Every Thursday, Friday and Saturday, the founder of Greek deli Oliveology, Marianna, can be found with a selection of extra virgin, cold pressed olive oils and unpasteurised Kalamata olives from the family-owned farm at the foot of the Taygetus mountains, in a small village near Sparta.
‘We only work with independent, artisan farmers who produce truly high quality items using traditional and sustainable techniques. In this way we can help preserve traditional methods and support the survival of independent local communities in Greece.’
Free samples are everywhere at Borough Market and yet, while you can usually blag enough to constitute a pretty substantial meal, it’s products like these which can easily turn a harmless olive into a £25 tin of extra virgin olive oil – no guilt involved. I was fortunate enough to receive a tin of Oliveology’s limited edition Special Reserve olive oil, cold extracted up to 22°C with apples, walnuts, cinnamon, honey, lemon and sage. It’s certainly not cheap but it’s worth every penny, and shouldn’t be viewed under the same umbrella as your everyday cooking oils.
“The ingredients are very difficult to combine in the right balance with the olives, and it is not possible to do it well in normal commercial amounts. What makes the oil so special is that all the ingredients are pressed at the same time as the olives. The easiest way to make such a flavoured oil would to be to make the olive oil first and then create an infusion later—but it would be a completely different product, as some of the subtle flavours of the different ingredients would be missing.”

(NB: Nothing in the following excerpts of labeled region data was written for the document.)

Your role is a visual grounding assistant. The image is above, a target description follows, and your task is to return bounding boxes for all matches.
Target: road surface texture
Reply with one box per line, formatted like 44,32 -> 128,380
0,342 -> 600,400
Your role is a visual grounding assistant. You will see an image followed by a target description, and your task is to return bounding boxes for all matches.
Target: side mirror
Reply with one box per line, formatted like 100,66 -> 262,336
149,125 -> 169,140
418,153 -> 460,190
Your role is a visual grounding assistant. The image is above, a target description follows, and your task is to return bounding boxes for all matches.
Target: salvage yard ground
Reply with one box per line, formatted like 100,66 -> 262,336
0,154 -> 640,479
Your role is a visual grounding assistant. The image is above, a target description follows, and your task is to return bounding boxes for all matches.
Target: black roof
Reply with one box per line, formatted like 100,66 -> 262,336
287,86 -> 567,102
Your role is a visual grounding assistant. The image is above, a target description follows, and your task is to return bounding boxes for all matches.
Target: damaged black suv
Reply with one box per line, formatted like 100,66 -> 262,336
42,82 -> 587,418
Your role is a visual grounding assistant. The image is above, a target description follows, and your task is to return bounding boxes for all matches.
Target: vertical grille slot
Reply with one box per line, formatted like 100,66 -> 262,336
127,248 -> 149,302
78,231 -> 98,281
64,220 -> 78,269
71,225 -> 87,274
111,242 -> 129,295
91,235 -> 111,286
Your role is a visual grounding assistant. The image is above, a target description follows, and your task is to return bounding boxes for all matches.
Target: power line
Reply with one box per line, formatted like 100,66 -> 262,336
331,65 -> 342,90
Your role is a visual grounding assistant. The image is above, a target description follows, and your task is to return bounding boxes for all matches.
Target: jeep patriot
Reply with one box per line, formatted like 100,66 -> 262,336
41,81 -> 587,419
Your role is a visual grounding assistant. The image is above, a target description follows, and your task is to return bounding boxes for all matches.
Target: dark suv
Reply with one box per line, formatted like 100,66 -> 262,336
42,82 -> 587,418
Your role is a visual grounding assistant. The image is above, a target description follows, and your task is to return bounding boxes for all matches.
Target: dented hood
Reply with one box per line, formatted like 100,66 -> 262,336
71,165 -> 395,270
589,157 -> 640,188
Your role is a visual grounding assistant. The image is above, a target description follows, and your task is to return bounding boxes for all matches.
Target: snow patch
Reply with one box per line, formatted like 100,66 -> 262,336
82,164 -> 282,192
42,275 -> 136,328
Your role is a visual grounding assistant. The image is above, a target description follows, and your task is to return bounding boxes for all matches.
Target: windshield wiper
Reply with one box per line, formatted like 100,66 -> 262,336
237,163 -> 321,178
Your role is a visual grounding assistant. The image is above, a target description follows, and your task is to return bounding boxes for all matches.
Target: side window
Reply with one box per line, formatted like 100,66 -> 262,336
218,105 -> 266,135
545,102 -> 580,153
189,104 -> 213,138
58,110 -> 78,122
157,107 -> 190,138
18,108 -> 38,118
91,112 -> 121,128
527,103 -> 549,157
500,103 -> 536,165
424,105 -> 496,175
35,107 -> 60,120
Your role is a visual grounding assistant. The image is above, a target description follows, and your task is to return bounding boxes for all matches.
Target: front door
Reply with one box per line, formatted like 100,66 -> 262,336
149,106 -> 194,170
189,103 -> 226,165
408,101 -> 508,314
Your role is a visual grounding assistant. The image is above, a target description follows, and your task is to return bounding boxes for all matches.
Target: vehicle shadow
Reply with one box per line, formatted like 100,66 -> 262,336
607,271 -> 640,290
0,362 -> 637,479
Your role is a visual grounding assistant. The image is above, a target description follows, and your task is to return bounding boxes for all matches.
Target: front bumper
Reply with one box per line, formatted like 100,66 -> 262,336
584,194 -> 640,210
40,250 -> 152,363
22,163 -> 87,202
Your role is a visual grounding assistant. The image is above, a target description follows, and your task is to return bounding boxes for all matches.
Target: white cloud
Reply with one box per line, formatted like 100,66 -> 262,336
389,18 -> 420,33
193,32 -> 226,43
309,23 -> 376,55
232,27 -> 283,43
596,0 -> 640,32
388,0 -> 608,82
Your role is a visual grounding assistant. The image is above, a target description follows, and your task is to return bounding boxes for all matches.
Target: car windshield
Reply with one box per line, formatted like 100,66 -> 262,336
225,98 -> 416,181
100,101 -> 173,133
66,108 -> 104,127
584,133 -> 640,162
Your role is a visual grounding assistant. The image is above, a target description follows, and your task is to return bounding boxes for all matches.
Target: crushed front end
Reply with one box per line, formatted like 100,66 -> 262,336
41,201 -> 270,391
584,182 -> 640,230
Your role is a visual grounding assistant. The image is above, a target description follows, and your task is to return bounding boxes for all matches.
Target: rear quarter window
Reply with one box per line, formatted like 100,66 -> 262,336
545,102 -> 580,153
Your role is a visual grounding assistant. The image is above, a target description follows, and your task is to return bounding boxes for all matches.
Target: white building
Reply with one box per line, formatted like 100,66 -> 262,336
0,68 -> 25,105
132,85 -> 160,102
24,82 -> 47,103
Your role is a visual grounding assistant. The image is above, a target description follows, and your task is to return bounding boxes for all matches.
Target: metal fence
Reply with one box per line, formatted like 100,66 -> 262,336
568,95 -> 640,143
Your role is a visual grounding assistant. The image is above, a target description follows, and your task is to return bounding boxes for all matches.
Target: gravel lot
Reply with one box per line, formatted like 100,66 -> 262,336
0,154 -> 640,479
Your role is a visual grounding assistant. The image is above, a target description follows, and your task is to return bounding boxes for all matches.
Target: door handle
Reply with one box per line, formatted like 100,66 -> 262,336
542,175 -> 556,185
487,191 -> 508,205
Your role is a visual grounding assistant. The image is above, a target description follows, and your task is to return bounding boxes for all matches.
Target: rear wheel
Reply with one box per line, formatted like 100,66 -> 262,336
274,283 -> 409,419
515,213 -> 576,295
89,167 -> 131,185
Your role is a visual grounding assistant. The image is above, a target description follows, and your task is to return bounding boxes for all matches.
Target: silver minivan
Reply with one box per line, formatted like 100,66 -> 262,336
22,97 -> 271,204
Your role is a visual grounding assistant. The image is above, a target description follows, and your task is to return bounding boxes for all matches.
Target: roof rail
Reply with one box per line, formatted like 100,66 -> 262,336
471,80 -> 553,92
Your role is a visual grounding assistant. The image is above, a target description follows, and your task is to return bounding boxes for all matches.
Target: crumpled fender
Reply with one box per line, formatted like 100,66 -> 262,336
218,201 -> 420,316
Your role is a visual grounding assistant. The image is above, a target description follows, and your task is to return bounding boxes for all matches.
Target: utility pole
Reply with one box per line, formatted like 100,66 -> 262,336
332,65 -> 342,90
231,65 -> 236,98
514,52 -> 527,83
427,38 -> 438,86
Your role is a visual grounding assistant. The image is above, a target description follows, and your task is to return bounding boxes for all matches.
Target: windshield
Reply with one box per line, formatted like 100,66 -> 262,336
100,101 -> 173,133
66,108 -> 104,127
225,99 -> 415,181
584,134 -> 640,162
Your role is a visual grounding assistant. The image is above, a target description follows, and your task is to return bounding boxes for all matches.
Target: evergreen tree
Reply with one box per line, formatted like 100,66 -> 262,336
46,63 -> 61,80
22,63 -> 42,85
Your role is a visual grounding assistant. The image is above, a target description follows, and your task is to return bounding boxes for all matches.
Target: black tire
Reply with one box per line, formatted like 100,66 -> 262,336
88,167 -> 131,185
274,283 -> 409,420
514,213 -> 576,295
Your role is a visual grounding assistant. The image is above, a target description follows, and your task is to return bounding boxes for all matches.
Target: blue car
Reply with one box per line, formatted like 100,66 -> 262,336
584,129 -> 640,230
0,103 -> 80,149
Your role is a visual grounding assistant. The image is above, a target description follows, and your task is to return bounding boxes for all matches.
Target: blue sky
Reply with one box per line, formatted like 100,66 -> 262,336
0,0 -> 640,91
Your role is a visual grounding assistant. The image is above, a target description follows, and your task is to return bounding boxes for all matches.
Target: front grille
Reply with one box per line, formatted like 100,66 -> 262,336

Beautifully packaged and exquisite in taste, the clever layering of citrus and fruit with peppery bite and distinct olive flavour adds a depth you don’t find in the bland but inoffensive likes of Bertolli, Filippo Berio etc. It’s Christmas in a tin and Marianna claims it’s just as good over fruit salads and ice cream as lobster and prawns.
Olive oil runs through Mediterranean culture and with no chemical curing, colourings, additives, hormones, caustic soda or brine, Oliveology produces raw superfoods as nature intended. They’re ‘sharing and enjoying the culinary treasures and gastronomic traditions of Greece’, and the health benefits and ‘superior organoleptic properties’ of their naturally cured Kalamata olives and cold pressed olive oils are merely a perk.
This year the small company added two more Great Taste Award Gold Stars to their collection, making an impressive total of 14 Gold Star awarded products. Because extra virgin olive oil isn’t intended for cooking, it’s for tasting. Even Oliveology’s ‘standard’ extra virgin olive oils are delicately infused with wild saffron, sage and rosemary. It’s olive oil for showing off and saving, drizzling over soups, salads and dunking chunks of bread in as if on holiday. Or birthdays of course. And when there’s a momentous occasion like a millennium to be celebrating, I can think of no better present than Oliveology.